I sit in stony silence upon my perch. I watch the people walk through the doors, wandering in the corridors I swore to protect all those years ago. It is an agony to watch ones own death. I have seen it coming, it has washed over the Earth just as surely as a swarm of locusts. First to go were the big ones, the dragons, sphinx, and chimera. And over the years they all seemed to fade away. Giants, wizards, golems, lyancrothroropes, and fairy. The slow painful waning of the magic. There aren’t many of us left an occasional will-o-wisp, the yeti hiding in the mountains away from prying eyes. An occasional practitioner of the most primitive of magics. A lost were cub.
And me.
I am the last of a dying breed of guardians. I sit upon my cathedral and watch over those I have sworn to protect. But it is a vigilance of habit, I lack even the strength move during a full moon falls upon a solstice. I am in effect a guardian to weak to even protect myself, let alone my charges.
The only I am still lucid is the children, the young ones. The ones that still gaze upon my stony visage and are filled with awe. The ones with the memory of there forefathers buried deep in their subconscious. They feed me thier dreams and memories. Their magic. Through them I remain the vigilant guardian.
Through them I live.
I noticed here right off. When she first came to be baptized. She was a baby held in her mother’s arms. Her eyes were barely open, but still I could see her eyes. She had large sorrorowful brown eyes.The priest splashed holy water on her and made the sign of the cross over her. She cried the whole time. The tears deluded her eyes and reflected ancient memories.
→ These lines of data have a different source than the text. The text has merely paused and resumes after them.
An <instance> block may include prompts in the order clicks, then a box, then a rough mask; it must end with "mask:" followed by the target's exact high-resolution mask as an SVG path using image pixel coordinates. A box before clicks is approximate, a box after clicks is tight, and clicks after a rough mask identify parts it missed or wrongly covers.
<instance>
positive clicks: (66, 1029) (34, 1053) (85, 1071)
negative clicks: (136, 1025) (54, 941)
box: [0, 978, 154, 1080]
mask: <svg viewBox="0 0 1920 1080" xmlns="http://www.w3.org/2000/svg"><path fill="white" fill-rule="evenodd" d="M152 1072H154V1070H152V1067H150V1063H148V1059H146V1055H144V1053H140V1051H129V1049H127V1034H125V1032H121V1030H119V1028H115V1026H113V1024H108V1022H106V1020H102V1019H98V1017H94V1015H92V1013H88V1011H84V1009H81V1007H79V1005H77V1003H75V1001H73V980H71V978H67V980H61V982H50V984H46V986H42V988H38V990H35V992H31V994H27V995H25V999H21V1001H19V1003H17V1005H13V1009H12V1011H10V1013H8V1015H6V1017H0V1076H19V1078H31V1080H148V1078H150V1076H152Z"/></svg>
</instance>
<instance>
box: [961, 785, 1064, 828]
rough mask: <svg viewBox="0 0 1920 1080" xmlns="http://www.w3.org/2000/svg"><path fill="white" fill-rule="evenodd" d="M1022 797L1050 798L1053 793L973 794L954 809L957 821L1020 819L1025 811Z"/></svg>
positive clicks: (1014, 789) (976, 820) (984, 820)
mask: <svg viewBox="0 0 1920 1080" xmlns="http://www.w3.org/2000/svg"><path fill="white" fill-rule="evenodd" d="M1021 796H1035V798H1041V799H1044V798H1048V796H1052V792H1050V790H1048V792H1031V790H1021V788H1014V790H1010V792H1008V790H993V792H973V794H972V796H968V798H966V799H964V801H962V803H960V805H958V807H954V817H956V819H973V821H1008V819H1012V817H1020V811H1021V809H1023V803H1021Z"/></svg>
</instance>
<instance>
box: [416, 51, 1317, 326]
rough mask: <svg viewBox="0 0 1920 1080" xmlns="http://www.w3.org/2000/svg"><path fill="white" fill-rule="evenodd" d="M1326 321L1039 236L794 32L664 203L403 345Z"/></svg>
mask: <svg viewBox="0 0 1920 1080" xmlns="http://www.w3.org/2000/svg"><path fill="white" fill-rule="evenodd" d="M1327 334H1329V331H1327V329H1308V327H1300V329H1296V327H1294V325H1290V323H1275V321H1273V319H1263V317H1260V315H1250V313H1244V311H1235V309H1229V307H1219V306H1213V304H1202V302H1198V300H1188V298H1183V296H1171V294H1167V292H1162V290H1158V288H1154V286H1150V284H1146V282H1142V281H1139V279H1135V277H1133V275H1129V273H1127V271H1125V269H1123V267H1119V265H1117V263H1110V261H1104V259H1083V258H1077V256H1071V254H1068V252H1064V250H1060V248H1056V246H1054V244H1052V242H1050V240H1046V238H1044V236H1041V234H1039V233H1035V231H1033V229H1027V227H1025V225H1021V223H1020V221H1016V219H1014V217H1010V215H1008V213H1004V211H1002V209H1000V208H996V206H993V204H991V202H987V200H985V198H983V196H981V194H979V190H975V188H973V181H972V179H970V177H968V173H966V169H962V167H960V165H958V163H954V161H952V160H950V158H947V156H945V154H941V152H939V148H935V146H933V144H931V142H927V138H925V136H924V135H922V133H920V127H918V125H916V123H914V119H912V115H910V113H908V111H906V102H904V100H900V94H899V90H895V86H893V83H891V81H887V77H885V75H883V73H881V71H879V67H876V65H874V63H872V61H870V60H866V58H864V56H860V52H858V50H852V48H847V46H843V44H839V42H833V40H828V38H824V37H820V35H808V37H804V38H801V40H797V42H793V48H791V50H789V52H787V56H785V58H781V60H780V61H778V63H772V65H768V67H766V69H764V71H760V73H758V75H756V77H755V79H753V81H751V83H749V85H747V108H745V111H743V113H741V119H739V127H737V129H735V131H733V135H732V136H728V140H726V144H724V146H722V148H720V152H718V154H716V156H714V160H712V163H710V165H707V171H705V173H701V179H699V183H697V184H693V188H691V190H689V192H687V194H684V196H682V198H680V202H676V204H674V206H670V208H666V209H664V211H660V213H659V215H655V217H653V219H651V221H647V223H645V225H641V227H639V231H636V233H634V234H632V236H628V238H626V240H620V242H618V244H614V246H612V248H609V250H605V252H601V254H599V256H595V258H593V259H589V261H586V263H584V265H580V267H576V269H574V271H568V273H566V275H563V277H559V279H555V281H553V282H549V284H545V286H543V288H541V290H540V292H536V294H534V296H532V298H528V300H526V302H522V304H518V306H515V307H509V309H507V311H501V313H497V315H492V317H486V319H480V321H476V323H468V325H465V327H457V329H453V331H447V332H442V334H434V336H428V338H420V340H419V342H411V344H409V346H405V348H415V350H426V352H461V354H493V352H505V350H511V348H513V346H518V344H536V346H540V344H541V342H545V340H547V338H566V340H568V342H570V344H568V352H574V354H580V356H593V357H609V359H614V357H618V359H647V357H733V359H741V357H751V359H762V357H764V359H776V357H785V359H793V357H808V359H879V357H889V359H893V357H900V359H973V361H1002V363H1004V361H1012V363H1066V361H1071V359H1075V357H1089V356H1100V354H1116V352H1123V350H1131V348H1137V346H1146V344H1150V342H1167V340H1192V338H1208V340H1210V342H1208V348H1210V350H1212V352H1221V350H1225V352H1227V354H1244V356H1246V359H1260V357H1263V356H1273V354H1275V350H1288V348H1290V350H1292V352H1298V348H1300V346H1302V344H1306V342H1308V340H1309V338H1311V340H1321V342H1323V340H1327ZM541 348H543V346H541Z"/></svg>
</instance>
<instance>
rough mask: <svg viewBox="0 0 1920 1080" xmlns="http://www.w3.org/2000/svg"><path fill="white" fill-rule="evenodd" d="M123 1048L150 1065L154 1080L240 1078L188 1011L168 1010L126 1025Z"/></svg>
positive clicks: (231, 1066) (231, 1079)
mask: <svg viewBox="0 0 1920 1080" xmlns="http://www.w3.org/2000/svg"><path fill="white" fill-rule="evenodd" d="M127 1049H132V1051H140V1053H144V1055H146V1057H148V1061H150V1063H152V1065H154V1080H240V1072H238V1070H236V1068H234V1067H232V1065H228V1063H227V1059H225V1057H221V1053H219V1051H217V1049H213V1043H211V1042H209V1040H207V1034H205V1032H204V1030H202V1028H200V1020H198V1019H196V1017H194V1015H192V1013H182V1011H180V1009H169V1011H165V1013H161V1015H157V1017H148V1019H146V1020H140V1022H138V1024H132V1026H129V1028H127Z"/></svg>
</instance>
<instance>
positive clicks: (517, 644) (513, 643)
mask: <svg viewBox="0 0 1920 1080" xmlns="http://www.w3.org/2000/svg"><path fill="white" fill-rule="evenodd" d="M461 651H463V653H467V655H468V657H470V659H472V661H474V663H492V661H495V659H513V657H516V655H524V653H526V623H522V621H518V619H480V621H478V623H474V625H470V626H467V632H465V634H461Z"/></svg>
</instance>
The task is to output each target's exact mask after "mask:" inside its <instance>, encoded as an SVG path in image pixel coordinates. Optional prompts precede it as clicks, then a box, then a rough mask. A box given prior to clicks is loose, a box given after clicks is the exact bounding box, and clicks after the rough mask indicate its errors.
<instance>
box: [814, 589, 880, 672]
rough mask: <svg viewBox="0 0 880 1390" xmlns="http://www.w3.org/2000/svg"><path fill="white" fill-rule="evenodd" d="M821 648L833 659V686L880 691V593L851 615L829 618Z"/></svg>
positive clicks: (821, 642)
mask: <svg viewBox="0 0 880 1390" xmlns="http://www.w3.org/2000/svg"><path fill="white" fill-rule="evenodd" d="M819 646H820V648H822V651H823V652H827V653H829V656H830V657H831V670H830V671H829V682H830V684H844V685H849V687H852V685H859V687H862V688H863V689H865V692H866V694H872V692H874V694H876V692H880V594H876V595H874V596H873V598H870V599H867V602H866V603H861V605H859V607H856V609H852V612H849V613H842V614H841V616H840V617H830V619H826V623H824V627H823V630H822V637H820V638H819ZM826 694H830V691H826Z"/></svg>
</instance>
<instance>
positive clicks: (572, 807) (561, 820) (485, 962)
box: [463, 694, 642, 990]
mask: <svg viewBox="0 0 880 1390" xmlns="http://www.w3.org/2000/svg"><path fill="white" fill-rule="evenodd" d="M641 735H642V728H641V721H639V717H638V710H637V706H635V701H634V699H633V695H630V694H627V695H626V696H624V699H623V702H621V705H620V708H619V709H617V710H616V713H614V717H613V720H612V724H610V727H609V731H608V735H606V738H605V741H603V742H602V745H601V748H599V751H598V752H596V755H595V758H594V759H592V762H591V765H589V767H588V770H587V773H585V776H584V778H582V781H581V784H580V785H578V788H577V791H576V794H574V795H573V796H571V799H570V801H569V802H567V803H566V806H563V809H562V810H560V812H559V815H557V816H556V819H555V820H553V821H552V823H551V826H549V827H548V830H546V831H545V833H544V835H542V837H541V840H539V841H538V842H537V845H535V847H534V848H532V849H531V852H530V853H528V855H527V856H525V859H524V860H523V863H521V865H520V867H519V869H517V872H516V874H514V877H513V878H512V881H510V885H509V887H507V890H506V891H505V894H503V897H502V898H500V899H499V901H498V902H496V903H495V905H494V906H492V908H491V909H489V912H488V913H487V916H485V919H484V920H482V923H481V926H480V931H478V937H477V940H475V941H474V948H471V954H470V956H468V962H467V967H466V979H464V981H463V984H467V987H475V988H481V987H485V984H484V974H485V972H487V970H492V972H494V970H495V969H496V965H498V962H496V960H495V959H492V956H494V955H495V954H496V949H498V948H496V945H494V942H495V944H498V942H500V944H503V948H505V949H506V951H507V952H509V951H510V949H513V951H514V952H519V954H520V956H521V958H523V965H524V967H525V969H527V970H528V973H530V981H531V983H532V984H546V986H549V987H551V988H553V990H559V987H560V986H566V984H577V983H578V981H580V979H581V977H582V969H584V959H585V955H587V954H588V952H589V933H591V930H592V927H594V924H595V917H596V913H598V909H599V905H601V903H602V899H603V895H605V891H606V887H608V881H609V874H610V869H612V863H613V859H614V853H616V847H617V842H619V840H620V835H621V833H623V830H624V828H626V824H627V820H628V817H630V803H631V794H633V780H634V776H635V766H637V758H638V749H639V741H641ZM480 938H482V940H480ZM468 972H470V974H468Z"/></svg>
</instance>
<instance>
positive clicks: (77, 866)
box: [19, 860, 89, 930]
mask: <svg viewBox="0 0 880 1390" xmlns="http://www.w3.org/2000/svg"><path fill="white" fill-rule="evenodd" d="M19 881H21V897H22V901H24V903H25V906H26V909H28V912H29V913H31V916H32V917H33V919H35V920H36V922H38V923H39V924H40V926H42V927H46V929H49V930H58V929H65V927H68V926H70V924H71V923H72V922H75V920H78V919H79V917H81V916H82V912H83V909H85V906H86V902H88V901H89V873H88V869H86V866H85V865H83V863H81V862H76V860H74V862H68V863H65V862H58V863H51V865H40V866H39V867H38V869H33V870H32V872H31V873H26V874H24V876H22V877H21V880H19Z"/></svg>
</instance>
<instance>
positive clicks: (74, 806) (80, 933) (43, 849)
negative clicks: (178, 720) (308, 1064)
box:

Memories of the primordial mythic days. Days when my brothers roamed the Earth and sky. Days when wars were decided by ancient old men and horrific beasts, not the lives of children.
Her belief brought me strength. I was veritably crackling with energy. If I felt the need I might have been able to move. But I was content to watch and let the energy flow over me. I felt the passage of millennium lifted from my shoulders and for a moment I almost felt young again. The child remembered it all. A memory that reached even further back my own lay dorment in her. And such power she held in her.
If she had been born in my youth she would have been a powerful sorceress before wrinkle began to form. But in this day and age she would have a difficult time ahead of her, but if she came back, if she visited the church often, I might live for another century or two.